The Environmental Protection Agency has determined, however, that exposures to even repeated air and ground applications of malathion range from 100 to 10,000 times below an amount that might pose a health concern.
Houston Chronicle Archive
Originally posted by Cyberbian
When I was a little boy 40 years ago, we used to run down the block following the trucks in the cloud jumping up and down!
I once bought an attachment muffler for my lawnmower with a tube you pour the special insecticide into the muffler and it vaporizes.
They are legitimate.

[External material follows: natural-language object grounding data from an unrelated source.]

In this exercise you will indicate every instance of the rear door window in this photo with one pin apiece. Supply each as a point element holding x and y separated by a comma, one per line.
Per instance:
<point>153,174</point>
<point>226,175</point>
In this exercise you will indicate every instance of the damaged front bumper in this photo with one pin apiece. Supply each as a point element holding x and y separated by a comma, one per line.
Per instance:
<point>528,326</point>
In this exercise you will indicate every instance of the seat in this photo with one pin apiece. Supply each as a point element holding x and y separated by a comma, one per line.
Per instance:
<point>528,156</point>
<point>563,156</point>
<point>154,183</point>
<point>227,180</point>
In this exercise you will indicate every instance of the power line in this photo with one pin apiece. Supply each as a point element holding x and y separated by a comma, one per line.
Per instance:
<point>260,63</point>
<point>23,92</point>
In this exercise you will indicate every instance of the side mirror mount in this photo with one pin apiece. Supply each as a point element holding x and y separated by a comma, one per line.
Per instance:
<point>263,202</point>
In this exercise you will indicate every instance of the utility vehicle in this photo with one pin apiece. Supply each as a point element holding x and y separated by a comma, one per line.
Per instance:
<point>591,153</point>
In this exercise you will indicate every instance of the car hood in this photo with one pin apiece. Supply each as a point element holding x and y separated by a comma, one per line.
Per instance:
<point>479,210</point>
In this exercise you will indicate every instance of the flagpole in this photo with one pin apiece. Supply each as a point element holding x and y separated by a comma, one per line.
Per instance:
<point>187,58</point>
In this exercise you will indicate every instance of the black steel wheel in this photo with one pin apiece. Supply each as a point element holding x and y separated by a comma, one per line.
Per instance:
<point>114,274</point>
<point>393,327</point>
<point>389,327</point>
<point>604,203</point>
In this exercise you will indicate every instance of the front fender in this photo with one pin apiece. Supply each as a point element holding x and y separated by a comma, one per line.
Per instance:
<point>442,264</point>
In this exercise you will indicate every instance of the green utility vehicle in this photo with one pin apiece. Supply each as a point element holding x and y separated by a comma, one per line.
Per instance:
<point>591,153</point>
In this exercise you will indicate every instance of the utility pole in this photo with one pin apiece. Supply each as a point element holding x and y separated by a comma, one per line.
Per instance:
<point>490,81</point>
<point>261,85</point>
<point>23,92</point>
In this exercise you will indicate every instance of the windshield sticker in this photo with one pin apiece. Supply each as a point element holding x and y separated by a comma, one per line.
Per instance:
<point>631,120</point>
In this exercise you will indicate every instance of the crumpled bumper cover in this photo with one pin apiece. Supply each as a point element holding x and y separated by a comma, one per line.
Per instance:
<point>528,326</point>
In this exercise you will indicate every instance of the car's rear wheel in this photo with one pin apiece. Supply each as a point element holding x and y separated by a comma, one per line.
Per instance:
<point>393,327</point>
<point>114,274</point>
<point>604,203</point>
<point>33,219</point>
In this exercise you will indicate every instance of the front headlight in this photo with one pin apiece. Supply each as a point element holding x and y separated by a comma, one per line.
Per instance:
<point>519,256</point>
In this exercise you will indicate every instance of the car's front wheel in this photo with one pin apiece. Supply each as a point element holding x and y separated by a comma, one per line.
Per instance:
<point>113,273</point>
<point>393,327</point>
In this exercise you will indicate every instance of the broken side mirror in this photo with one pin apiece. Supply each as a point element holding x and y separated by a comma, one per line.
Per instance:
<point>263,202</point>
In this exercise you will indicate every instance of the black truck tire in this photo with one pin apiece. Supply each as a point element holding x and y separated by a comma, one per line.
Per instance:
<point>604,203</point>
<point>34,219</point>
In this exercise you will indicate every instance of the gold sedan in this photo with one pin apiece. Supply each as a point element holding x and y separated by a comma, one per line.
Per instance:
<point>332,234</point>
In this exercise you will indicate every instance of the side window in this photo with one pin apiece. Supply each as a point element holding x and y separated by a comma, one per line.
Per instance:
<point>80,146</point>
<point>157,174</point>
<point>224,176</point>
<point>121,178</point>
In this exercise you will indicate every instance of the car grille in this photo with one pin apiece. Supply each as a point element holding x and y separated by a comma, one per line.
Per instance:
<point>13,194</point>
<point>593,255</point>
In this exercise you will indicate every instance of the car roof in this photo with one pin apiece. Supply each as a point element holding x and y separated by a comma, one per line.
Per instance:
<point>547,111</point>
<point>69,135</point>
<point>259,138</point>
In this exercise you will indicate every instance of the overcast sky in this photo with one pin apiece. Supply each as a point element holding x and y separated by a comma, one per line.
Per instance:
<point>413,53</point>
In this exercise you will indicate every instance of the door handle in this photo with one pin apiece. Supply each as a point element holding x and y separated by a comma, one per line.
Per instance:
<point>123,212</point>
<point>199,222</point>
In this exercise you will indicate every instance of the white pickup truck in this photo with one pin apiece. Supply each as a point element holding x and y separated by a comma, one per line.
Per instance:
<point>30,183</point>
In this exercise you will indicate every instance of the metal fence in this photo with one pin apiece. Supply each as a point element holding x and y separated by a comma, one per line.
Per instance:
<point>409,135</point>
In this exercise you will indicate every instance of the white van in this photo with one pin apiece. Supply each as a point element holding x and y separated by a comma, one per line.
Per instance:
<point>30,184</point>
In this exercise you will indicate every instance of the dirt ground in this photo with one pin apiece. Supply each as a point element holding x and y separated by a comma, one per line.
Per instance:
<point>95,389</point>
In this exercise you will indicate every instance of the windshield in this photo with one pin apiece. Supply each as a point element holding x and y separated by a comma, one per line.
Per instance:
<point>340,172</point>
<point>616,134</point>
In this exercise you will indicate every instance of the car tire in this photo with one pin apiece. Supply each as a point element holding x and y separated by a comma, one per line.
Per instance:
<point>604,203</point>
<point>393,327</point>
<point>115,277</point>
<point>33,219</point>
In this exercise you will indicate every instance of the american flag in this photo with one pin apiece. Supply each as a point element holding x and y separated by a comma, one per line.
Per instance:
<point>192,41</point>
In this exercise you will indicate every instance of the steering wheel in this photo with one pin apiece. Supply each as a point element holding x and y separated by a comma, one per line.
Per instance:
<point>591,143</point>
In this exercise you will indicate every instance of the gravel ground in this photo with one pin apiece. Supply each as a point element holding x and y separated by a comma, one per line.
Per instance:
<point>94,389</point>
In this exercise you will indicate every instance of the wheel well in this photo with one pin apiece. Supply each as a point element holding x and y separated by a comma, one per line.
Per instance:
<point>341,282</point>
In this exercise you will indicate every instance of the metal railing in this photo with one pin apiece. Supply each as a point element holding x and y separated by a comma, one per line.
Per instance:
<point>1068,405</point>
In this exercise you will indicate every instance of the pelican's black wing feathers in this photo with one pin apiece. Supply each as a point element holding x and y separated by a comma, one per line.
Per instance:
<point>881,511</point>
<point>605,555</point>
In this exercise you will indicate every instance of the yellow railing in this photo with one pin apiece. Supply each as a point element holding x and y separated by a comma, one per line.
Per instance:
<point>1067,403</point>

The best control method is to pour a little oil in the stagnant water They use special oils which disperse to a very fine skin.

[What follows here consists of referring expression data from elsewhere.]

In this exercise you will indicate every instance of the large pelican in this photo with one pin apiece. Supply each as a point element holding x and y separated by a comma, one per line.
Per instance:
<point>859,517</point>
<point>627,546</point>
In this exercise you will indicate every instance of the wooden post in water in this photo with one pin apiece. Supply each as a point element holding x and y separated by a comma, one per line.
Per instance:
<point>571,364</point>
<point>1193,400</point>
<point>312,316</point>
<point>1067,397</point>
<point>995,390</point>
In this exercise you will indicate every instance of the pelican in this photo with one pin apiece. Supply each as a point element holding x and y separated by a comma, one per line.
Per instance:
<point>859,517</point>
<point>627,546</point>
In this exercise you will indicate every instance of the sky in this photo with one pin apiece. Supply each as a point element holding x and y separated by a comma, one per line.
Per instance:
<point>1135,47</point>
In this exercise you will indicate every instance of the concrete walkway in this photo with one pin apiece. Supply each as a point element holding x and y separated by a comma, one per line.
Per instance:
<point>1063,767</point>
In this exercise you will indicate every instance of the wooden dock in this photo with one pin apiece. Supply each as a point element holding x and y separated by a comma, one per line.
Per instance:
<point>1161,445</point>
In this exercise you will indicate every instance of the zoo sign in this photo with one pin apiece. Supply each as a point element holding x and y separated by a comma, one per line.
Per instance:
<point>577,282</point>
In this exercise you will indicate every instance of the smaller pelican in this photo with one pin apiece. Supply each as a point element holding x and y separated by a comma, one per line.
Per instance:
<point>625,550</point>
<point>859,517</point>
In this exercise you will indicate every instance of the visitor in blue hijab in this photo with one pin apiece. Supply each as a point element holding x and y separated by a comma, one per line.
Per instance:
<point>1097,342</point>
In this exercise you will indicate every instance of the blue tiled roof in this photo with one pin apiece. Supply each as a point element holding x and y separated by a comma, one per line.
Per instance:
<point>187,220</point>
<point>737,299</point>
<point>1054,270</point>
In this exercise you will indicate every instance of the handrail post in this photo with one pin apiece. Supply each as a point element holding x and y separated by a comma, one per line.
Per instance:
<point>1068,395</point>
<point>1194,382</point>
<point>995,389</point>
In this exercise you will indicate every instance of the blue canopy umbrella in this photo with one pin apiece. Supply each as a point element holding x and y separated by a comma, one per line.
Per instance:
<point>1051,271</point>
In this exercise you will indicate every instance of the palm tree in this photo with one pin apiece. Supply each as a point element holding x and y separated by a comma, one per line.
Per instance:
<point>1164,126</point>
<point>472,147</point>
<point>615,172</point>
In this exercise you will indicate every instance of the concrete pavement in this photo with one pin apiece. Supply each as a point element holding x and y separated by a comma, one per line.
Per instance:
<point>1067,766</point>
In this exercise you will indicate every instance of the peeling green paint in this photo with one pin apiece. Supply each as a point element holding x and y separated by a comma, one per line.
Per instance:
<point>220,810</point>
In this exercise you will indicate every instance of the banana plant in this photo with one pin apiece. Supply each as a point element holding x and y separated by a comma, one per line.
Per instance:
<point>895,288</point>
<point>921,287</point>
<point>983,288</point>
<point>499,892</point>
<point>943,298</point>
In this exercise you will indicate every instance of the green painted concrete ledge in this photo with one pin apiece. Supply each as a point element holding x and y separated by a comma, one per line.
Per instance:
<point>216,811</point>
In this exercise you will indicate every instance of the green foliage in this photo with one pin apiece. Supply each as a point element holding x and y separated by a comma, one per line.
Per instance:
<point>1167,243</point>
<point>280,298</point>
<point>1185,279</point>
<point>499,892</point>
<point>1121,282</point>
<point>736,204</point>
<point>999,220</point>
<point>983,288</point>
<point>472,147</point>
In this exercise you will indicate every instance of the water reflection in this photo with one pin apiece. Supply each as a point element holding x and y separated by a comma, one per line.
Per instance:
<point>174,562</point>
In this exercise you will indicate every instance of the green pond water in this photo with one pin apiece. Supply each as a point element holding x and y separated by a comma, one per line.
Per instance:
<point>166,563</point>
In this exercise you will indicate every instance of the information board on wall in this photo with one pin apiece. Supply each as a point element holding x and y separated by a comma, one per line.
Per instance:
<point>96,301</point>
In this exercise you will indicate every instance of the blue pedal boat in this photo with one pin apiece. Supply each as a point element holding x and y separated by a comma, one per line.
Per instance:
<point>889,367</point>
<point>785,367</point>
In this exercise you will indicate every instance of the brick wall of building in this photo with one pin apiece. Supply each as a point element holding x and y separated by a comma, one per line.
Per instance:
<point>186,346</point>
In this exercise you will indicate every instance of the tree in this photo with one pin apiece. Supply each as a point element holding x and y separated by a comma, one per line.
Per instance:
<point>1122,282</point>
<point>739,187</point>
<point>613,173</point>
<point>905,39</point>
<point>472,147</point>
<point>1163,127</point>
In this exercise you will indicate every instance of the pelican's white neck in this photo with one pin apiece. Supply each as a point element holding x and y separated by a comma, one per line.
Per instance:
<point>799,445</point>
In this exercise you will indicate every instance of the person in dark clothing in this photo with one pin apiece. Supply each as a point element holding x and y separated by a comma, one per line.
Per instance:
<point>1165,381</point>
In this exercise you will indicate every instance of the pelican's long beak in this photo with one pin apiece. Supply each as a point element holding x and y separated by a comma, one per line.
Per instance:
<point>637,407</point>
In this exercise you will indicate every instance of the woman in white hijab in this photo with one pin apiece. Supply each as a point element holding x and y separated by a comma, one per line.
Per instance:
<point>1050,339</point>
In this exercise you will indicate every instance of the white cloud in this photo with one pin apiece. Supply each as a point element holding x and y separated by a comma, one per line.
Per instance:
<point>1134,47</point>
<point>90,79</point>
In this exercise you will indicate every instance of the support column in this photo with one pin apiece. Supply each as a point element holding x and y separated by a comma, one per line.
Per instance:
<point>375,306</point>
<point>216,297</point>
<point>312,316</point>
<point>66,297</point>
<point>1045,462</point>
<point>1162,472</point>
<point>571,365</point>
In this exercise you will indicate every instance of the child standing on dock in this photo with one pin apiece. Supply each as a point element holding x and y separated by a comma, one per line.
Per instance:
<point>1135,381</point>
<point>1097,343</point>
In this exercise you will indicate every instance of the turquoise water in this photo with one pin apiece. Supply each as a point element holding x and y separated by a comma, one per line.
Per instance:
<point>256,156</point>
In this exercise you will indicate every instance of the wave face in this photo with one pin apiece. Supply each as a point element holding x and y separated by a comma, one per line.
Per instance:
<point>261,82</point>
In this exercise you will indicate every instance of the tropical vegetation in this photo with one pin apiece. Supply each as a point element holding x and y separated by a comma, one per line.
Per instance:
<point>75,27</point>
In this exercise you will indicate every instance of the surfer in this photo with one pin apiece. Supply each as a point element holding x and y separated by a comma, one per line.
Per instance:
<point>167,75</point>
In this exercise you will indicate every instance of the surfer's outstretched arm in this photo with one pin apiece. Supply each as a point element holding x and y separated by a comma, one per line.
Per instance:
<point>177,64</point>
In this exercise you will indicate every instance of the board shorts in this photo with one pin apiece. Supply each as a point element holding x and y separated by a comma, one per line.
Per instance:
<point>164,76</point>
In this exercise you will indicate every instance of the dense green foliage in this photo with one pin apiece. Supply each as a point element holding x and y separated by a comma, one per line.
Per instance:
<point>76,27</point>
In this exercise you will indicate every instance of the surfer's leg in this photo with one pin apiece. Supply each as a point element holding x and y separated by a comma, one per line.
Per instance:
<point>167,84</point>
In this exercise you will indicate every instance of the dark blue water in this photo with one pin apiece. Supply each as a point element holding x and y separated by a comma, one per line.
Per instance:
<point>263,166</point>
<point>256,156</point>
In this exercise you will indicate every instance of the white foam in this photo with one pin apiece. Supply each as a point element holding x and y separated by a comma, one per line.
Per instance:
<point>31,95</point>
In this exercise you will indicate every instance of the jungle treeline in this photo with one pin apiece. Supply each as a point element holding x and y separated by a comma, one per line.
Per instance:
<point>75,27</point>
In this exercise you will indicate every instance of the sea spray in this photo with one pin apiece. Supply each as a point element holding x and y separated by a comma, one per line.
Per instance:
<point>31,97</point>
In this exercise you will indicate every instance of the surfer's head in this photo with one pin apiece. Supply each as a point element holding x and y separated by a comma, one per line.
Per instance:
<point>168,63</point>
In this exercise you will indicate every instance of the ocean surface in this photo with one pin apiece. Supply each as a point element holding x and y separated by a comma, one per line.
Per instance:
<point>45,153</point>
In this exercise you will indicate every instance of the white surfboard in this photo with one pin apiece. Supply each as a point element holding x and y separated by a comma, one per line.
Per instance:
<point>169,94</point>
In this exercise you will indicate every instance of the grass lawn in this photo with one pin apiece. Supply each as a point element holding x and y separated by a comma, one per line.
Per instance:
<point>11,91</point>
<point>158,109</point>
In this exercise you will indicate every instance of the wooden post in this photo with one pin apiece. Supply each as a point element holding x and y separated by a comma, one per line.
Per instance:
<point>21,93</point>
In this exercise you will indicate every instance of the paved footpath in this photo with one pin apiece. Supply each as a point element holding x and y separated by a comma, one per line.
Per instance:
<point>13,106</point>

Here is a quote from a Florida web site.
In the past the Florida Keys Mosquito Control District used thermal fogging to apply adulticides. The pesticide was diluted with diesel oil and passed through the engine of the plane or the blower in the back of the truck. This produced a thick cloud of smoke that was easily seen. It also produced a certain level of pollution due to the burning of the oil. Now the district uses ultralow volume or ULV applications. A very small amount of pesticide is applied in droplets about the diameter of a human hair. ULV allows mosquito control to use less pesticide to achieve the same results, while eliminating pollution due to use of the diesel oil carrier.
Originally posted by Mad_Hatter
I just read a news article from the local news channel down here in Alabama that says Mosquito Spraying has begun here. I was wondering, do they have trucks anywhere else like in the north that go around pouring mass amounts of insecticide into the air like they do here? And this stuff can't be healthy. Really though....it doesn't really decrease the amount of mosquitoes in my opinion. Of course, they spray all the time so I don't really know what it would be like without it. Do you think the pros of mosquito spraying outweigh the cons?